I'm a big fan of Smashing Pumpkins, but I'd be an even bigger fan if their music was mixed differently - in common with most of the songs on the otherwise excellent Siamese Dream, Bullet (which is from the ludicrously ambitious follow-up double album Mellon Collie And The Infinite Sadness) has the guitars too low in the mix compared to Billy Corgan's vocals, for my taste anyway. The guitars should really fizz and roar out at you in the chorus, with the vocals having to make themselves heard over the top, and that doesn't quite happen.

With reference to that earlier list, Bullet With Butterfly Wings could be a starting entry on another, similar list: songs where there's a vocal-only bit (the "the world is a vampire" line) before the backing music kicks in. I daresay there are hundreds of these, so I'm not going to attempt to construct another list, but you can have Accidents Will Happen by Elvis Costello & The Attractions as your second entry if you like.
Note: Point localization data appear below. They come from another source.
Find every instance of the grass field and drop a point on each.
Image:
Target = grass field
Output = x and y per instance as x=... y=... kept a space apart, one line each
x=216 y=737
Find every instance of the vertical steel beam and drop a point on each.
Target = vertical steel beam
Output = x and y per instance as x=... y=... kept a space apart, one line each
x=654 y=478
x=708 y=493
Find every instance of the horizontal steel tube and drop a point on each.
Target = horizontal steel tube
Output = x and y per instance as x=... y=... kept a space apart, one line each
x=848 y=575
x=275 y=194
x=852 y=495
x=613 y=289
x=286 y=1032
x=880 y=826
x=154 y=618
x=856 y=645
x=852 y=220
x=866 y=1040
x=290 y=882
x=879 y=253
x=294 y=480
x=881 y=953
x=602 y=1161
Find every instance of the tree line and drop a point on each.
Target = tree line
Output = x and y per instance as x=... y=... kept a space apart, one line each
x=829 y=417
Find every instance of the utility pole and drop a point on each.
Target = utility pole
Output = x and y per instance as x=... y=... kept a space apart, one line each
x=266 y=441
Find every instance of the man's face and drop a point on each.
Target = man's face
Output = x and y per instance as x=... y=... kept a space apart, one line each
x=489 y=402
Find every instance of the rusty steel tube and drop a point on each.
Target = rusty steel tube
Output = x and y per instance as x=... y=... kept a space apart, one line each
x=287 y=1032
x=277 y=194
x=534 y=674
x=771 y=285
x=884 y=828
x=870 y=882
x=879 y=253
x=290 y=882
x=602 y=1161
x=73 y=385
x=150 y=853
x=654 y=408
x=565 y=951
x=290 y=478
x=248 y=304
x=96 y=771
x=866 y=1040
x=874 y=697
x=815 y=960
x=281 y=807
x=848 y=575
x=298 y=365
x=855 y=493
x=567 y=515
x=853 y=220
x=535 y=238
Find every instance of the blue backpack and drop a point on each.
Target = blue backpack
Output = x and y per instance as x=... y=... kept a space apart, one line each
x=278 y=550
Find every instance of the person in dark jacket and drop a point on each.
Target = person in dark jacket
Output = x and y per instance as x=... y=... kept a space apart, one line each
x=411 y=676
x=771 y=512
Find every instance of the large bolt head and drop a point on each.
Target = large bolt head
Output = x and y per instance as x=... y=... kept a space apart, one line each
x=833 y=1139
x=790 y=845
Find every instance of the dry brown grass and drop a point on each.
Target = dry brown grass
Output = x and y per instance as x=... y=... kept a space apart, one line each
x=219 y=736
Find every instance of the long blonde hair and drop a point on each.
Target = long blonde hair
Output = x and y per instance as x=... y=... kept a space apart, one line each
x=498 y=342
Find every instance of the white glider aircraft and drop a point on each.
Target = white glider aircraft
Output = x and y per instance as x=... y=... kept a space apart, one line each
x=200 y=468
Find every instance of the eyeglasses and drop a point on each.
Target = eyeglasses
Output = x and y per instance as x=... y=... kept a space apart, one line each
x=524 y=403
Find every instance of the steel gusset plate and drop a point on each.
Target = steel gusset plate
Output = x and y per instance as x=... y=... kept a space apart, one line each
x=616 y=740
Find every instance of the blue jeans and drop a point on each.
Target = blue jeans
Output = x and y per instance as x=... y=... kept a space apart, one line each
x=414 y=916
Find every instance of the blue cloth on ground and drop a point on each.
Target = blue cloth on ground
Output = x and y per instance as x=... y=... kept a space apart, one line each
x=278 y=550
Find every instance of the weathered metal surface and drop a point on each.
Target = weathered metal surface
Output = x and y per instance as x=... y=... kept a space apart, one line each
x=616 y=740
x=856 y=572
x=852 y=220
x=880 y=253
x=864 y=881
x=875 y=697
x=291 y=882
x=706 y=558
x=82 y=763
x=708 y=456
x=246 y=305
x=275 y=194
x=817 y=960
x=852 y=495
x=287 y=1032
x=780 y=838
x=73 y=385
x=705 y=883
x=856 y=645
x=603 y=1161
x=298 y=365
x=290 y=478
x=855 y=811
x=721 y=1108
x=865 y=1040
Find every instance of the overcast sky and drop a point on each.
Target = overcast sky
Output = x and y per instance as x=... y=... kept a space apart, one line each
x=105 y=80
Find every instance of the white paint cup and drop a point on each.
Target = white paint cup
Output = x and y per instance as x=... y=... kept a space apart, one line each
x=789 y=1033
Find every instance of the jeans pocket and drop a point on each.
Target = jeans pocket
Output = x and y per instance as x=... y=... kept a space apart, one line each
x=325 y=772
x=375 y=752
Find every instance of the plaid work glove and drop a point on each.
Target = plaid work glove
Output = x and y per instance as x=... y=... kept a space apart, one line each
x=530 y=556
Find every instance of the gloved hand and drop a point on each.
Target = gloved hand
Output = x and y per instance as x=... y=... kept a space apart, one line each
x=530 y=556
Back to TV adverts for a moment, and with reference to this old post musing on when Appletise turned into Appletiser: at what point did adverts for the myriad labour-saving electronic gizmos manufactured by Braun stop pronouncing it "Brawn" and start pronouncing it "Brown"? You'll remember these excruciating 1980s adverts - don't be distracted by the implication that you might want to curl your hair in the middle of a tennis match, listen instead to the pronunciation of the manufacturer's name. Then compare and contrast with these newer adverts. Weirdly, the new rule doesn't seem to have been applied consistently - this advert which appears to be very new still has the old Anglicised pronunciation.

A couple of the recent adverts opt out of saying the name altogether, or indeed saying anything at all, preferring either to give us some words and pictures over a moody electric piano backing, or just to dispense with the product altogether and give us some artfully-posed soft porn featuring the lovely Jessica Alba. And who could blame them?

It's "Brown" with a UK/US "r" sound, mind you, not "Braun" with the full European back-of-the-throat rasp. I guess there's only so much Anglophone audiences can take; plus, I suppose, the full Germanic bark might have conjured up thoughts of a couple of people who bore the name not so long ago who you might not want associated with your grooming products - unless, I suppose, your marketing guys wanted to imply that, for instance, your depilation products would conduct a MERCILESS SWEEP through your lower limb areas, eliminating everything in their path.